Thursday 28 May 2015
Second Container Port for Victoria
Comments attributable to Matthew Guy MP:
The Victorian Liberal National Coalition supports the leasing of the Port of Melbourne in conjunction with the development of a second container port for Victoria.
We also support Tim Pallas’ position when he was Minister for Roads and Ports when he said:
“The Port of Hastings is well positioned to serve as Melbourne’s second container port.”
“No other port location offers the same overall advantages as Hastings and it holds major economic potential for the State of Victoria.”
Before the last election, Daniel Andrews also promised to develop a second container port, at Bay West, in this term of government.
That’s why it makes no sense that Daniel Andrews now says Victoria won’t need a second container port for at least 50 years. To prohibit the development of a second container port for the next 50 years is highly irresponsible, anti-competitive and will cost Victoria jobs.
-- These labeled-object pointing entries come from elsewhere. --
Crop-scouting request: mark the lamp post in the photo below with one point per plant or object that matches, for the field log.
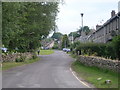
(82, 20)
(82, 27)
(72, 37)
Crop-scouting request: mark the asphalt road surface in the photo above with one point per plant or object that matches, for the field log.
(52, 71)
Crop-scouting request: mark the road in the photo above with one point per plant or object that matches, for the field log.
(52, 71)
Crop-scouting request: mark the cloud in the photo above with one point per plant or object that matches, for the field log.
(94, 11)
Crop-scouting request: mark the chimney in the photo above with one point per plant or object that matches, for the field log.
(113, 13)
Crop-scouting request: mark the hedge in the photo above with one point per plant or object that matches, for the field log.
(107, 50)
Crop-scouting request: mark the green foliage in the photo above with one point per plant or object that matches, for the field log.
(24, 24)
(91, 74)
(109, 50)
(55, 46)
(116, 44)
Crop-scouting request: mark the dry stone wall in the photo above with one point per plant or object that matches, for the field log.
(12, 57)
(100, 62)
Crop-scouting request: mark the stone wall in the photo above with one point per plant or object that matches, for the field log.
(12, 57)
(100, 62)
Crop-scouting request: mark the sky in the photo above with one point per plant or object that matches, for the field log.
(95, 12)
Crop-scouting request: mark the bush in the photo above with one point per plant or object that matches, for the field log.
(21, 59)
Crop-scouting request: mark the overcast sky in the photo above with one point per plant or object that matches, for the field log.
(69, 18)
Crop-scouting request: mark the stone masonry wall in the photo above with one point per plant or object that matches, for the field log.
(12, 57)
(100, 62)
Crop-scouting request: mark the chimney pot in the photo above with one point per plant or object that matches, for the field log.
(113, 13)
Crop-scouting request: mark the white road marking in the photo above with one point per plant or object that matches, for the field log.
(79, 79)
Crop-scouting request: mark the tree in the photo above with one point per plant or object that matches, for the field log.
(25, 23)
(65, 41)
(57, 35)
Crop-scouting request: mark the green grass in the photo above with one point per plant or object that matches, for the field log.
(8, 65)
(91, 74)
(46, 52)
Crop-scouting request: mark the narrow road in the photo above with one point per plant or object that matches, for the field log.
(52, 71)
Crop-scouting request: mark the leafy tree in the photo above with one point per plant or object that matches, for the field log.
(75, 34)
(57, 35)
(25, 23)
(86, 29)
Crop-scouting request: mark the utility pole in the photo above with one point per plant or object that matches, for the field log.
(72, 37)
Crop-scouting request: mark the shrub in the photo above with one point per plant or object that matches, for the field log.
(21, 59)
(107, 50)
(116, 45)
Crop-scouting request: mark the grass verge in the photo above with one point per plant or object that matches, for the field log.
(96, 76)
(46, 52)
(8, 65)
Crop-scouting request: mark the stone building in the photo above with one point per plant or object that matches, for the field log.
(108, 30)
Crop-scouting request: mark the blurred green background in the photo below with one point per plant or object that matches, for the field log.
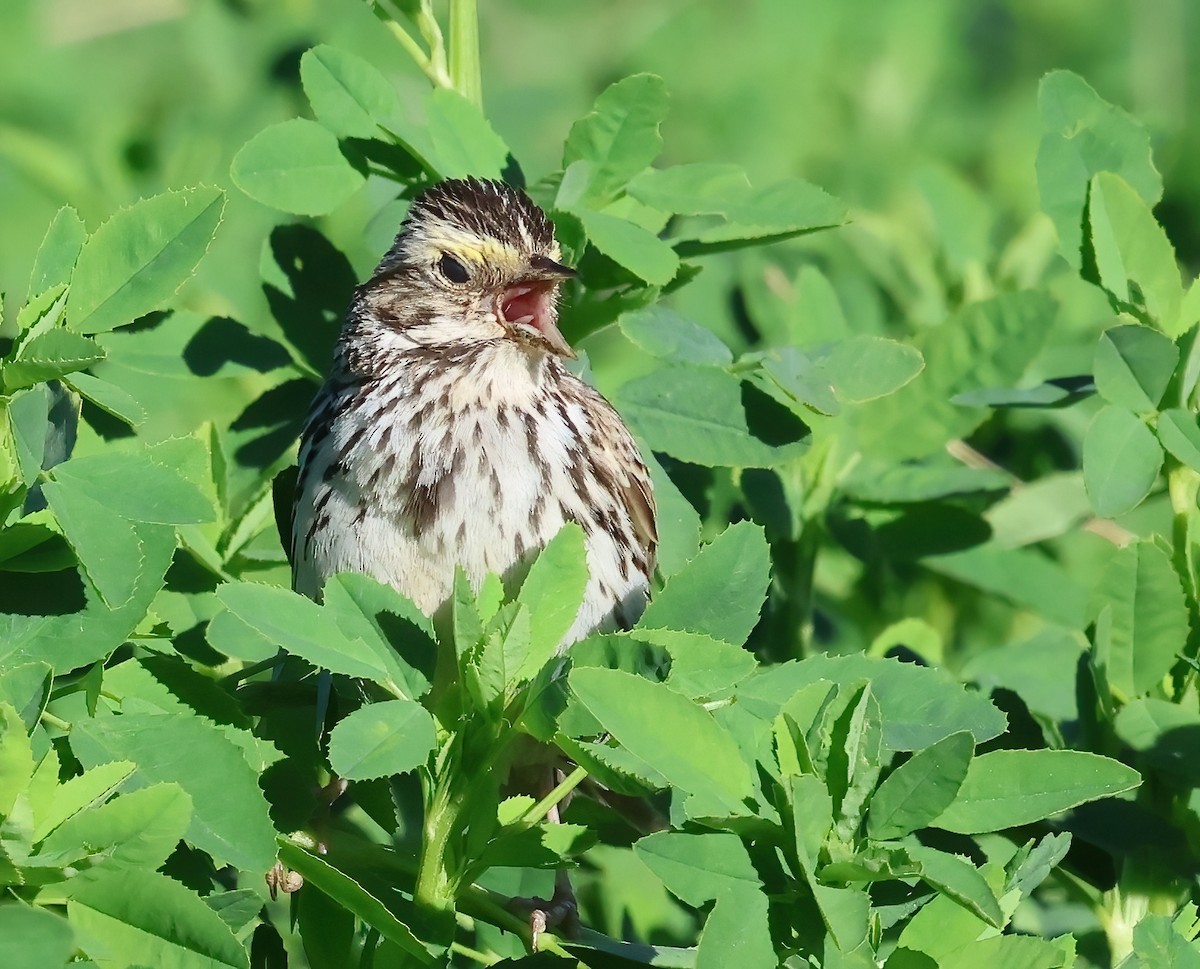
(101, 103)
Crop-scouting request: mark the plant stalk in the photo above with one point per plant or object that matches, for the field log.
(465, 72)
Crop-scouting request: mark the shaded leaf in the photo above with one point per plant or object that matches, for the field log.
(295, 166)
(142, 918)
(382, 739)
(1083, 134)
(348, 94)
(137, 260)
(1009, 788)
(720, 591)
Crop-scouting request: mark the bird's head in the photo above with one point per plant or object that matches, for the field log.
(474, 260)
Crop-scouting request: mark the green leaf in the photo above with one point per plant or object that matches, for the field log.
(237, 908)
(138, 830)
(491, 668)
(108, 397)
(919, 705)
(399, 633)
(1180, 434)
(985, 344)
(16, 758)
(853, 762)
(65, 801)
(1158, 944)
(666, 335)
(229, 818)
(25, 686)
(1041, 669)
(1121, 462)
(1033, 862)
(921, 789)
(59, 251)
(699, 868)
(139, 258)
(1083, 134)
(34, 938)
(720, 591)
(304, 629)
(846, 914)
(136, 487)
(106, 546)
(141, 918)
(1024, 576)
(382, 739)
(959, 879)
(676, 736)
(621, 136)
(1161, 732)
(781, 211)
(48, 356)
(691, 190)
(865, 367)
(1009, 788)
(701, 667)
(801, 378)
(1146, 623)
(700, 415)
(462, 140)
(295, 166)
(352, 896)
(1132, 248)
(737, 933)
(348, 94)
(43, 312)
(77, 638)
(552, 594)
(630, 246)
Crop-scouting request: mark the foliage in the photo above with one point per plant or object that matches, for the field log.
(917, 685)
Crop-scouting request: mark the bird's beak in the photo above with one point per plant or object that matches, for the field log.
(528, 310)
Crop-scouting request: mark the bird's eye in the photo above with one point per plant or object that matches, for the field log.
(454, 270)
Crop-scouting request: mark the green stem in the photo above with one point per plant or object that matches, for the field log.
(1183, 487)
(540, 810)
(53, 721)
(465, 72)
(435, 889)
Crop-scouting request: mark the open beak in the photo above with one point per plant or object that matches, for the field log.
(527, 307)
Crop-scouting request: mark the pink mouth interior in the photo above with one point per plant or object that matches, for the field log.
(528, 305)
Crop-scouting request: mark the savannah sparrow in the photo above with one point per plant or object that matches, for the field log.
(449, 431)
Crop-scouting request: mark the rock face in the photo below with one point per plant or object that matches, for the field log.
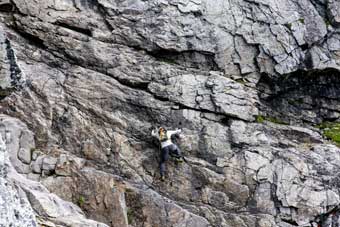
(248, 81)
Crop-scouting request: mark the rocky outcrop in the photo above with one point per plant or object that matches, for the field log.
(25, 202)
(246, 80)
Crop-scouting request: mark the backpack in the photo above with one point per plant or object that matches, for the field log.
(163, 136)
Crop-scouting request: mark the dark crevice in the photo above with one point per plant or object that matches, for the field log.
(14, 67)
(302, 96)
(6, 7)
(83, 31)
(291, 222)
(32, 40)
(191, 58)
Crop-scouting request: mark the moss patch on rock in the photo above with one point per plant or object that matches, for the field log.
(331, 130)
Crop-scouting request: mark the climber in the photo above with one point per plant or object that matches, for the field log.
(168, 148)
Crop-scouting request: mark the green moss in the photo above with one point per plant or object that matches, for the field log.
(331, 130)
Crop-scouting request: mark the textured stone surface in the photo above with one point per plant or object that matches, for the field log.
(246, 80)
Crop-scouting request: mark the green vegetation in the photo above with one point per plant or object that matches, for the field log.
(130, 215)
(331, 130)
(261, 119)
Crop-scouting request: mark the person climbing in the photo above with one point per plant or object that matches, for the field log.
(167, 147)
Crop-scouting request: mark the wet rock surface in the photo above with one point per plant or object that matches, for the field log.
(82, 82)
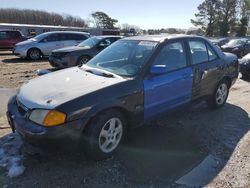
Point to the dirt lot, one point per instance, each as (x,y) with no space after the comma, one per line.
(192,147)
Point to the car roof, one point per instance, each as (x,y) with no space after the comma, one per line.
(160,38)
(109,36)
(9,30)
(67,32)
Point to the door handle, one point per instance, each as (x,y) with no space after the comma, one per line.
(185,76)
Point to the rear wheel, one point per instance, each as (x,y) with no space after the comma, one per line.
(219,98)
(104,134)
(34,54)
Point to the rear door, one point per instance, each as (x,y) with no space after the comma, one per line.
(172,89)
(206,67)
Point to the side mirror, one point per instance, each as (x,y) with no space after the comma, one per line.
(101,46)
(158,69)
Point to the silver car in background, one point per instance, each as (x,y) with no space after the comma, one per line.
(42,45)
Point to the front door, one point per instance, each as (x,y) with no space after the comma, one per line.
(205,63)
(171,89)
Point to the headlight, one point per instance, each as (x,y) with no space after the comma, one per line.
(235,49)
(47,118)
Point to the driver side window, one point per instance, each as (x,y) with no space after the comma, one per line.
(51,38)
(173,56)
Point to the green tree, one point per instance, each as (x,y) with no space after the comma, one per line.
(207,17)
(228,12)
(245,17)
(102,20)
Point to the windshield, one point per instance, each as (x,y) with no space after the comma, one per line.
(39,37)
(124,58)
(236,42)
(91,42)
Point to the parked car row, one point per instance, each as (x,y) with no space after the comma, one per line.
(129,83)
(82,53)
(239,47)
(44,44)
(9,38)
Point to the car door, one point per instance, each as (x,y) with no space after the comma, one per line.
(166,91)
(206,64)
(50,43)
(247,47)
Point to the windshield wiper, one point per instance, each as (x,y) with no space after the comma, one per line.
(99,73)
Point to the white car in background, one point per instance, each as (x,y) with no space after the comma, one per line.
(43,44)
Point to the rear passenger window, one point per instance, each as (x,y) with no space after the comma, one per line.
(198,51)
(211,54)
(173,56)
(3,35)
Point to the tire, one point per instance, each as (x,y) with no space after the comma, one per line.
(104,134)
(34,54)
(83,60)
(219,98)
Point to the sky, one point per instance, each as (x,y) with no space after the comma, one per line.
(147,14)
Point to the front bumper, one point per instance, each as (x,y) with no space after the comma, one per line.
(32,131)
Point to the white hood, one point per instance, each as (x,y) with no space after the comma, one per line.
(56,88)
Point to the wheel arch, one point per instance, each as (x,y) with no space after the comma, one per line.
(228,79)
(36,49)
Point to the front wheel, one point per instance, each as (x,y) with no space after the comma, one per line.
(104,134)
(219,98)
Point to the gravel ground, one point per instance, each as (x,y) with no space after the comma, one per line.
(153,156)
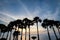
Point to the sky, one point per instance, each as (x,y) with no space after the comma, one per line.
(11,10)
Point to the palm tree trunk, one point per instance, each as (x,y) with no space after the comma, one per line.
(10,35)
(7,35)
(48,34)
(55,33)
(29,32)
(3,35)
(25,33)
(58,31)
(37,31)
(21,33)
(0,33)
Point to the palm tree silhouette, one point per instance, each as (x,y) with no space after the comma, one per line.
(33,37)
(15,35)
(25,24)
(45,25)
(57,24)
(28,23)
(3,30)
(36,20)
(51,23)
(10,26)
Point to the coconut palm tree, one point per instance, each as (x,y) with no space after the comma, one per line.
(3,30)
(10,26)
(25,24)
(36,20)
(45,25)
(57,24)
(51,23)
(33,37)
(15,35)
(30,23)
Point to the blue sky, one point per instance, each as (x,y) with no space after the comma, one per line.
(18,9)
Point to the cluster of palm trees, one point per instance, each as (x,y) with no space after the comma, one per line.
(26,23)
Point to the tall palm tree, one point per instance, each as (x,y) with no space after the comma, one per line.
(15,35)
(28,23)
(25,24)
(3,30)
(36,20)
(20,25)
(10,26)
(57,24)
(33,37)
(45,25)
(51,25)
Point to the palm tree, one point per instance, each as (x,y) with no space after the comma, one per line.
(28,23)
(3,30)
(25,24)
(57,24)
(45,25)
(33,37)
(51,23)
(10,26)
(36,20)
(15,35)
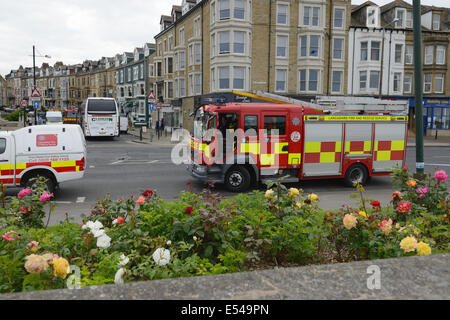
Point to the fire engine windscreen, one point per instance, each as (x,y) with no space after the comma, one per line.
(101,106)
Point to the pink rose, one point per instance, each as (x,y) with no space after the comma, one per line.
(404,207)
(23,193)
(440,176)
(141,200)
(45,197)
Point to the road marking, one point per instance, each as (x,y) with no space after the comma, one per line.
(81,199)
(437,164)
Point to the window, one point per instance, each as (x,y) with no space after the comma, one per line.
(280,81)
(239,76)
(198,83)
(336,81)
(409,54)
(282,43)
(2,145)
(182,60)
(409,19)
(282,14)
(182,87)
(436,21)
(314,46)
(440,55)
(400,15)
(397,81)
(429,54)
(213,12)
(374,79)
(303,46)
(364,49)
(313,84)
(398,53)
(213,45)
(274,125)
(375,51)
(311,16)
(251,125)
(439,83)
(181,39)
(239,42)
(302,80)
(197,27)
(407,83)
(224,42)
(338,48)
(198,53)
(224,9)
(338,18)
(362,80)
(224,77)
(239,9)
(170,65)
(427,82)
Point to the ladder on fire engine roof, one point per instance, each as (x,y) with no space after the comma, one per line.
(336,104)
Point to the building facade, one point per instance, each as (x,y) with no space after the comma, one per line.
(293,48)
What Daniel Andrews is effectively doing is providing a leaseholder with a 50 year monopoly. That will only harm Victoria’s development.
There is already significant concern in our state with the Andrews Labor Government’s anti-business, anti-jobs policies, particularly paying over $640 million to scrap the biggest road project in Australia, the East West Link.
Daniel Andrews seems to have no hesitation in exposing Victorian taxpayers to compensation. First it was a $540 million payment to Tatts Group, then over $640 million on the East West Link and now the possibility of future compensation to the leaseholder of the Port of Melbourne.
Daniel Andrews has also misled the people of Geelong about his promise to develop a port at Bay West in this term of government.
Attributable to Peter Walsh MP:
The Andrews Labor Government’s legislation to sell the Port of Melbourne is complex and needs to be closely examined.
The Coalition does not oppose the principle of the sale of the Port of Melbourne, but any sale must be in the interests of all Victorians and that includes rural and regional Victorians and we will not blindly sign Victorian taxpayers up to another dodgy Labor deal like the desalination plant.
The last thing we want to see is the competitiveness of our state’s agricultural export industries put at risk by the Port of Melbourne being constrained in the future. We know the Port will reach capacity well within 50 years’ time.
The legislation will not be debated in Parliament until the end of June. Prior to that, we will consult widely with the community, exporters and the wider sector to ensure the best deal for Victoria’s economic future.